I will never forget his advice when it came to writing. I had complained that my writing wasn’t very good. He told me that sometimes it was “quantity, not quality” that developed a writing style. I remembered his words a few years ago when I entered myself into National Novel Writing Month (NaNoWriMo), an online event held to get people writing quantity, not quality. The rules are simple: write 50,000 words between November 1st and November 30th. Sadly, I failed miserably. I only managed to get out about 25,000 in that month of lesson plans, grading, and standardized testing. But I did get to thinking that the project would make a great project for my students, if the word count were not so unbelievably high.

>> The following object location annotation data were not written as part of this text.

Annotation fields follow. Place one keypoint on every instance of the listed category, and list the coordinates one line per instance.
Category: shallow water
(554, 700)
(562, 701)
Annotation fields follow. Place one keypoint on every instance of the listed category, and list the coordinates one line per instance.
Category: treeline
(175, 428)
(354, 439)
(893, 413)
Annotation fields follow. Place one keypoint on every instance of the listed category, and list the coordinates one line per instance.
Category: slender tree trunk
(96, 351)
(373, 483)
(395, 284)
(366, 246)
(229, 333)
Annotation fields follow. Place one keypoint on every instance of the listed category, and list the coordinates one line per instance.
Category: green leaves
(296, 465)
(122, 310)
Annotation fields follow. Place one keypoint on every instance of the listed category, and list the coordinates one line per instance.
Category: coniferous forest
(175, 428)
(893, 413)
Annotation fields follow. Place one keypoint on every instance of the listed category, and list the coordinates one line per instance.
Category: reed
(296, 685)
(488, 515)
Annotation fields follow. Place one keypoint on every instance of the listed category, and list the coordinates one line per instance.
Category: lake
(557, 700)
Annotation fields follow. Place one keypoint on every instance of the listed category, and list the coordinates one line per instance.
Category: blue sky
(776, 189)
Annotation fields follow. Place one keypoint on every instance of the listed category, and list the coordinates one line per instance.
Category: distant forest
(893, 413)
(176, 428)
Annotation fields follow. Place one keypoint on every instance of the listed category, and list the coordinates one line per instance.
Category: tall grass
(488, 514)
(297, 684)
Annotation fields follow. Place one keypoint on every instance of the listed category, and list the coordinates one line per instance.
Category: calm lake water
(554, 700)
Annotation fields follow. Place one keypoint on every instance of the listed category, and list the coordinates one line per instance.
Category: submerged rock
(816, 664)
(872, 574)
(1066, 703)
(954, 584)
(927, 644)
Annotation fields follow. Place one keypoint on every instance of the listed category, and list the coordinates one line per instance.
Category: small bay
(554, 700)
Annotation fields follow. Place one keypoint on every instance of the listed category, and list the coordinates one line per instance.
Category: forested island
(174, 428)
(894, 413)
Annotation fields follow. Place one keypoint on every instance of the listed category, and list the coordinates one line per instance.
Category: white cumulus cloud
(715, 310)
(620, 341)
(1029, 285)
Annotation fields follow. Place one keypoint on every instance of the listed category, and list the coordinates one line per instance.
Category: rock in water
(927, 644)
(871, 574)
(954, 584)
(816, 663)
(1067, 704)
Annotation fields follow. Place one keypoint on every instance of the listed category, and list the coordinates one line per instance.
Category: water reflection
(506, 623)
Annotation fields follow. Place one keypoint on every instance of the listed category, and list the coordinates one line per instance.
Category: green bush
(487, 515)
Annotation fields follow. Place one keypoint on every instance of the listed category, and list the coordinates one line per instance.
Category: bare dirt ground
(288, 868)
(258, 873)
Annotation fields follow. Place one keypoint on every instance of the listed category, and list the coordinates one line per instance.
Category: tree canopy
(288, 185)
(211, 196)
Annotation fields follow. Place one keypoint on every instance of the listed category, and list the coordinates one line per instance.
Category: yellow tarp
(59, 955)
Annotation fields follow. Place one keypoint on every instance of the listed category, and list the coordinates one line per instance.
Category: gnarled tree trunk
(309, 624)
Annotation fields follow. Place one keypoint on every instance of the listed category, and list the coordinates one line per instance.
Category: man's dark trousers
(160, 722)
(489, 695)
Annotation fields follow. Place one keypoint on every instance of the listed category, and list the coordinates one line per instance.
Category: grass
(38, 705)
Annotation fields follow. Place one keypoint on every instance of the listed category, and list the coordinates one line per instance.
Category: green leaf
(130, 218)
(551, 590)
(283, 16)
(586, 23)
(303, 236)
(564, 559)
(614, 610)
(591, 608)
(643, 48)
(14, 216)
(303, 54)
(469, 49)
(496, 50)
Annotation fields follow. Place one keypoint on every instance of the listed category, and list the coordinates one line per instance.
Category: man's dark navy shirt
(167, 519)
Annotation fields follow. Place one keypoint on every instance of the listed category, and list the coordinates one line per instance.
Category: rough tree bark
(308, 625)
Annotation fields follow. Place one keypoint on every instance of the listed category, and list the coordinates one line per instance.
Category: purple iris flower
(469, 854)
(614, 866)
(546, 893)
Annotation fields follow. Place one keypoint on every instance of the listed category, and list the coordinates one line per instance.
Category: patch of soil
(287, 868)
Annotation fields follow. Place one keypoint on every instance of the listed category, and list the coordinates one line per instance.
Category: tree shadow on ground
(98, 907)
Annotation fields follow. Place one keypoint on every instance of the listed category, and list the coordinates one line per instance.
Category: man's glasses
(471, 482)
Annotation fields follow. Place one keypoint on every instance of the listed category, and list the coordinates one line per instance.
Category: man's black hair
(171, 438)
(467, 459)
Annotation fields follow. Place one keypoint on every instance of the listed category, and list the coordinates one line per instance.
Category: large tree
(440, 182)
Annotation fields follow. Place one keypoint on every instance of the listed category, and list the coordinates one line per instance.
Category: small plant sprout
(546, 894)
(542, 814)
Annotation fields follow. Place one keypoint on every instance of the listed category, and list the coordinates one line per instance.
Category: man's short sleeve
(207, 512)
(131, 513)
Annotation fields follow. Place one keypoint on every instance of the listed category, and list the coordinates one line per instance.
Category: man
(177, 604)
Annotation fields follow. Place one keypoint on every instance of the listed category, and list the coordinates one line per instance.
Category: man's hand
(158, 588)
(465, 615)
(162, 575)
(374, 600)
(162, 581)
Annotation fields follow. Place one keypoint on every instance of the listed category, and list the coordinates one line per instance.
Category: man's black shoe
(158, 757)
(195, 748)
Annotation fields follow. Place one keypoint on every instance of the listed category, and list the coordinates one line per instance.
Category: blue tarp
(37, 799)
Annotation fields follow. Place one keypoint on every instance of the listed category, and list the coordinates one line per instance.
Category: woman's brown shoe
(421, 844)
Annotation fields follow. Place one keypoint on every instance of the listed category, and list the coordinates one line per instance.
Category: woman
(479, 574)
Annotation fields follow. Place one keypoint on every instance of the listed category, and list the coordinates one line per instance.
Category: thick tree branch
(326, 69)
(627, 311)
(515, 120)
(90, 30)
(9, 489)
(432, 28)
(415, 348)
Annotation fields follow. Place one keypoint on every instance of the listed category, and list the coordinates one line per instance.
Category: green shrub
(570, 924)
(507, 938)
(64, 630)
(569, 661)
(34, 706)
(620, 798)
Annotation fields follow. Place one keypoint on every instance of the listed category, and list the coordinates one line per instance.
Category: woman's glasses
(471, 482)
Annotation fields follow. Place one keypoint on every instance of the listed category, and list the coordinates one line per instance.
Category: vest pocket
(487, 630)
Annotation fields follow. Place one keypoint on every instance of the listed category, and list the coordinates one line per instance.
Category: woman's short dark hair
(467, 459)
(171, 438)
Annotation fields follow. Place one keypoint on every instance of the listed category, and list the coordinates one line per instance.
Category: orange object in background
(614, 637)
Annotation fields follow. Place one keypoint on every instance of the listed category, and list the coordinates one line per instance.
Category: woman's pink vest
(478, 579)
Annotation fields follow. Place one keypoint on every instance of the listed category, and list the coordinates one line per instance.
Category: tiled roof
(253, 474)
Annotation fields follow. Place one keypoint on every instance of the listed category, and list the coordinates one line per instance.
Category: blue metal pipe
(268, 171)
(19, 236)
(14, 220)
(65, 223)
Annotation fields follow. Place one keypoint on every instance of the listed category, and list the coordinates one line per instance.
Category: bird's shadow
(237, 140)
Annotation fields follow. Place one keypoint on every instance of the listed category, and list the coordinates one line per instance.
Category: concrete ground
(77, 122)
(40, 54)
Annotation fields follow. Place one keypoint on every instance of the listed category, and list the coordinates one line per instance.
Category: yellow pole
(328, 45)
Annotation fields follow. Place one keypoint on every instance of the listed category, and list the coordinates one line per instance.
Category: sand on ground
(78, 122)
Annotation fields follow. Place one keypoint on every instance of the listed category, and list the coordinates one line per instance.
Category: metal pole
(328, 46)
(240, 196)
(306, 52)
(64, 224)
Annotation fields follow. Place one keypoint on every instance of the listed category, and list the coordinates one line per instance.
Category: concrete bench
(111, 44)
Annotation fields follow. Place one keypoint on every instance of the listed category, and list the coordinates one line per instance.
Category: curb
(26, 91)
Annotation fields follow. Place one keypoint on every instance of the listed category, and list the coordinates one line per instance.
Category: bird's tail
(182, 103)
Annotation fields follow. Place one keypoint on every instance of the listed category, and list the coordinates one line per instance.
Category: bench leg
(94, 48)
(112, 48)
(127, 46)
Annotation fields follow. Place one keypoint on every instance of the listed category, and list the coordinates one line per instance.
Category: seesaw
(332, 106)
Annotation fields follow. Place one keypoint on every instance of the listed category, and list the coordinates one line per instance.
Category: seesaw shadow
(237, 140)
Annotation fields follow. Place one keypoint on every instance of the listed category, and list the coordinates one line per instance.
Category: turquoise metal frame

Last week, when November 1st rolled around, I mentioned my failed attempt to meet the 50K mark to my students as they were struggling to write double-nickel stories (stories that contain exactly 55 words). I went to the site to show them what hard looked like. There have been some updates to the site lately, and to my surprise I found that NaNoWriMo had developed a fantastic youth writing project. The youth program has contests for students from elementary to high school and provides a great handbook for young writers on starting, developing, editing, and completing a novel. And, thankfully the program allows students to set their own writing goals, giving them tips in the book on how to stay motivated through the month-long writing process. While it may have been too late for my students this year, I can see it becoming an annual project for my class, and hopefully a few will catch the bug like I did.